In half an hour the children were ready to join Aunt Fanny and Uncle Quentin in the dining room. They spotted them already seated at a large table on the far side.
   Aunt Fanny waved them over. "Look, Quentin, the children are here." Uncle Quentin looked at them with a puzzled expression on his face. "By Jove! George what are you doing here? And your cousins as well. What a nice surprise."
   Aunt Fanny sighed at her husband. "Quentin, how could you forget that the children were coming today? I have been telling you for weeks."
   The four sat down at the table, laughing. They could never understand how such a clever man as Uncle Quentin could forget all the most ordinary, everyday things that were so easy to remember.
   Julian turned to his Uncle. "I am sorry you didn't realise we were arriving today, but I do hope this doesn't mean that we can't come and listen to your speech on Saturday."
   The scientist smiled at his nephew in delight. What a well-mannered, sensible lad he was. Quentin slapped him on the back. "I should be delighted to have you there, my lad, delighted."
   Aunt Fanny relaxed. Julian always knew how to sooth his Uncle. George and her father were so alike with their quick, fiery tempers, but they were also very forgiving and their tempers soon died down. She knew she would be able to enjoy her meal in peace now.
   And what a meal it was; roast beef with potatoes, greens and runner beans, all covered in delicious, hot gravy.
    The four children sat back convinced they could eat no more, but when they saw the huge bowls of homemade apple pie and custard they felt impelled to try some. And ended up eating the lot.
   "That," stated Dick, "was scrumplicious."
   The others laughed at his new word. "Where did you get that from?"
   "It's a mixture of scrumptious and delicious, which just about describes that meal," he explained.
"Well," said his Aunt, getting up from the table. "Your Uncle and I have arranged to go to the theatre tonight.

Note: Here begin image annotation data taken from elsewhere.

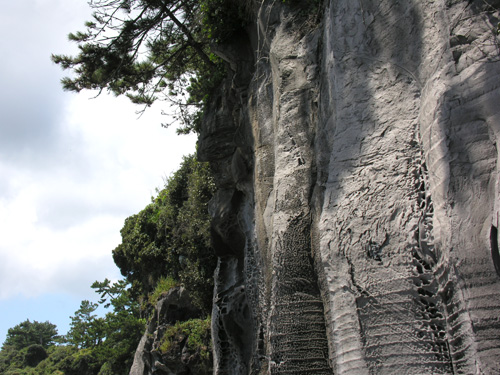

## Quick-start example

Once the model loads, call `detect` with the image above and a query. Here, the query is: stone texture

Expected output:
[129,287,200,375]
[199,0,500,374]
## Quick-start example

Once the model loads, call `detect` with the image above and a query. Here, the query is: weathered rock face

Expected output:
[130,287,208,375]
[199,0,500,374]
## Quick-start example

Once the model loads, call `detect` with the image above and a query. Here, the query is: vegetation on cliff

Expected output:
[0,156,216,375]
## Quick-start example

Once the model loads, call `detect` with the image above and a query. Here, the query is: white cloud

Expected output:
[0,91,194,299]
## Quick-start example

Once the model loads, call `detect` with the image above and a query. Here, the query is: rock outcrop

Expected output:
[130,287,211,375]
[199,0,500,374]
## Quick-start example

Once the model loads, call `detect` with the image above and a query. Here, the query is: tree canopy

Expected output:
[3,319,58,350]
[113,156,216,312]
[52,0,242,130]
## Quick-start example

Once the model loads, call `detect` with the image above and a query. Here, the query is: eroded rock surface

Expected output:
[199,0,500,374]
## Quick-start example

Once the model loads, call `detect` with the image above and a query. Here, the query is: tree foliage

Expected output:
[52,0,241,131]
[113,156,216,311]
[3,319,58,350]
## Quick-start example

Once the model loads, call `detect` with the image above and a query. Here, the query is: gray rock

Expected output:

Will you four be alright by yourselves?"
   They all nodded. "Of course we will."

The evening was spent playing cards in the hotel lounge. Anne ran up to her room to get the cards, while the others arranged themselves around a table.
They spotted Louise just as they had finished their first game and invited her over to play, but she had a lot of work to do before going to bed.

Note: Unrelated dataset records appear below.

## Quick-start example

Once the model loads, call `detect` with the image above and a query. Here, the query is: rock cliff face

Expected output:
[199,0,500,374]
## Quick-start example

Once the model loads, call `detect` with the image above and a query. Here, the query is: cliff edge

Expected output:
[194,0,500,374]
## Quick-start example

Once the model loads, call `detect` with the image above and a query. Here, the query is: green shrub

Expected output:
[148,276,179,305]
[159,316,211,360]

   "Right," said Dick. "I am determined to win tonight. I'm fed up with Julian always beating me."
   As it was, George turned out to be the overall winner of the evening. She yawned, "I would give you the chance to catch up, but I'm pooped."
   Julian looked at his watch, "Well, it is nine o'clock and we have had a pretty busy day. How about we all head off to bed?"
   The others agreed and went up to their rooms, yawning.
   Julian popped his head round the girls' door just as they had finished cleaning their teeth. "It's breakfast at eight and then we will make an early start on all the sights of London."
   The girls nodded, "OK. See you in the morning." He grinned and disappeared.
   "Last one in bed turns the light out," George said, jumping into hers.
    Anne laughed. "Yes, alright. I'll do it." She turned off the light and jumped into bed, too. What an exciting day it had been. She wondered what surprises there would be tomorrow.